Un informe del CEPA revela que la irregularidad en los pagos se disparó debido a la caída del salario real y el uso forzado de tarjetas de crédito para cubrir gastos básicos como alimentos y remedios. En “Un Programa Perfecto” Florentina Martoccia, tesista de Ciencia Política de UNR brindó detalles de la situación.
La situación económica de las familias argentinas presenta signos de alarma extrema, con niveles de morosidad que remiten a los peores momentos de la historia reciente.

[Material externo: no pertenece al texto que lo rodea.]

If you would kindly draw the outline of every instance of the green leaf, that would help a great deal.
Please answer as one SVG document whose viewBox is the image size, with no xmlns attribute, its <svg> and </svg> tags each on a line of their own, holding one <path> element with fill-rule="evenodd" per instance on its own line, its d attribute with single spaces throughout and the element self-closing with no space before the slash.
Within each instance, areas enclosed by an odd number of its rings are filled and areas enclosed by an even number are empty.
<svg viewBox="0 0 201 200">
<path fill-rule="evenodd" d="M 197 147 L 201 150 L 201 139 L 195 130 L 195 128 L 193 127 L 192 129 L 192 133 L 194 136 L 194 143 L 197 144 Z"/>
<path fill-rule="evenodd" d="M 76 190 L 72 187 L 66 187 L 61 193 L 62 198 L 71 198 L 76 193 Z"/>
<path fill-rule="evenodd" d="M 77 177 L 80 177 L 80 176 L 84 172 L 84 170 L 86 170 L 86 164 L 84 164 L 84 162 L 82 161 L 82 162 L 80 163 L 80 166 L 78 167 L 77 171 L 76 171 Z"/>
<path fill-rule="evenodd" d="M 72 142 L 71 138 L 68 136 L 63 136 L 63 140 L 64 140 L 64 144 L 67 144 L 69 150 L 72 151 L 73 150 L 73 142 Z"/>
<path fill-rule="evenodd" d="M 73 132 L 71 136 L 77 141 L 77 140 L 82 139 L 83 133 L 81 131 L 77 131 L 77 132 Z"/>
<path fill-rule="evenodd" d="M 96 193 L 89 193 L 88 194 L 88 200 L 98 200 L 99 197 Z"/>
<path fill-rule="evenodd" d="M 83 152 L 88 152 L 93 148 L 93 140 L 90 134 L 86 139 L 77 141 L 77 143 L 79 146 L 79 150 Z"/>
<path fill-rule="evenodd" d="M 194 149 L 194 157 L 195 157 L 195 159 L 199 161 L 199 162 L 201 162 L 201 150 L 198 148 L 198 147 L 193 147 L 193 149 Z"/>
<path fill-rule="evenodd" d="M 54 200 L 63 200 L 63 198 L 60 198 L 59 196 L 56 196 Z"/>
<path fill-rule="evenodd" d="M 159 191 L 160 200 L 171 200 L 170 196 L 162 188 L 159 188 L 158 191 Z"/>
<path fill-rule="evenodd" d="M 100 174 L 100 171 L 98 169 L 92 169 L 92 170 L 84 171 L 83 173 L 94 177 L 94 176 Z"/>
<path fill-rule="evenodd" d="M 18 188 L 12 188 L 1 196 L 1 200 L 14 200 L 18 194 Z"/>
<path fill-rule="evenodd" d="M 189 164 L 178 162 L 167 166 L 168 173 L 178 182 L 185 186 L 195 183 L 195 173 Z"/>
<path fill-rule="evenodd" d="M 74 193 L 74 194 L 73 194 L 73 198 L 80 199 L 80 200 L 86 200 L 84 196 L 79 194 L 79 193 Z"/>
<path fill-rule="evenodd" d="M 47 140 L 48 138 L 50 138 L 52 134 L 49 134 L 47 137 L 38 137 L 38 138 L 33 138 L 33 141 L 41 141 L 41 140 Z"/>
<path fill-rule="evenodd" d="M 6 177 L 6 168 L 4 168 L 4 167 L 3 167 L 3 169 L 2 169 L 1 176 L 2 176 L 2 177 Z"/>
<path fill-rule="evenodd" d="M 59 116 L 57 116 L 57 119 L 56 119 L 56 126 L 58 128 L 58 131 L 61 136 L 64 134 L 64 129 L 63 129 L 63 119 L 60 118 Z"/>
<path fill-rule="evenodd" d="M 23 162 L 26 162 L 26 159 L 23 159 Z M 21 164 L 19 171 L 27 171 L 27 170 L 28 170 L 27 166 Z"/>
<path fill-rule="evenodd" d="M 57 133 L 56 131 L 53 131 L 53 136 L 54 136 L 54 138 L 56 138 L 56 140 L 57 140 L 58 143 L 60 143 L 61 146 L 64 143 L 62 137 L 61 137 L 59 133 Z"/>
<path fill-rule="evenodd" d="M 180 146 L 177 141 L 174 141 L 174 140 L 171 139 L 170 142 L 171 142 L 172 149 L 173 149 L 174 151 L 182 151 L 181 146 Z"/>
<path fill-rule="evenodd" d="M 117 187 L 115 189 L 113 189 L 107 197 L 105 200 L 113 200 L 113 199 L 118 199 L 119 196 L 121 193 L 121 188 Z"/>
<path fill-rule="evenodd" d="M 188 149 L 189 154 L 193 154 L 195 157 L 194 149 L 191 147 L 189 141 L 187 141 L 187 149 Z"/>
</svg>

Según datos analizados por Florentina Martoccia, integrante del CEPA en diálogo con “Un Programa Perfecto”.
En el informe se conoce que la irregularidad en el pago de créditos alcanzó un 10,6%, una cifra que marca el máximo de la serie histórica y que solo fue superada durante la crisis de 2001. Este fenómeno se ve impulsado por la facilidad de acceso a préstamos a través de billeteras virtuales y un crecimiento exponencial de la morosidad en préstamos personales, que pasó del 3,4% en octubre de 2024 al 13,2% en la actualidad.
DEUDAS. El informe destaca que el endeudamiento actual no responde a consumos de lujo, sino a la necesidad de cubrir la vida cotidiana: el supermercado, la farmacia y los útiles escolares. La deuda promedio por deudor en mora se estima en unos 4 millones de pesos, lo que genera intereses mensuales cercanos a los 240.000 pesos, una carga financiera que asfixia a los hogares.
En este contexto, muchos consumidores caen en la “trampa” de pagar el mínimo de la tarjeta de crédito, lo que incrementa la deuda de forma permanente y hace que las entidades bancarias lleguen a retener porcentajes significativos de los sueldos para cobrarse los saldos pendientes.
PODER ADQUISITIVO. El trasfondo de esta crisis financiera es una caída drástica del poder adquisitivo que el CEPA sitúa en un 17,1% de pérdida del salario real entre noviembre de 2023 y enero de 2026. Esta pérdida de valor de los ingresos ha provocado un descenso constante en el consumo de supermercados mes a mes, mientras las deudas informales con vecinos o almacenes también crecen como último recurso de subsistencia.
Con una inflación que no da tregua y salarios que no logran recuperarse, el panorama para los trabajadores y trabajadoras sigue siendo de una complejidad profunda y creciente.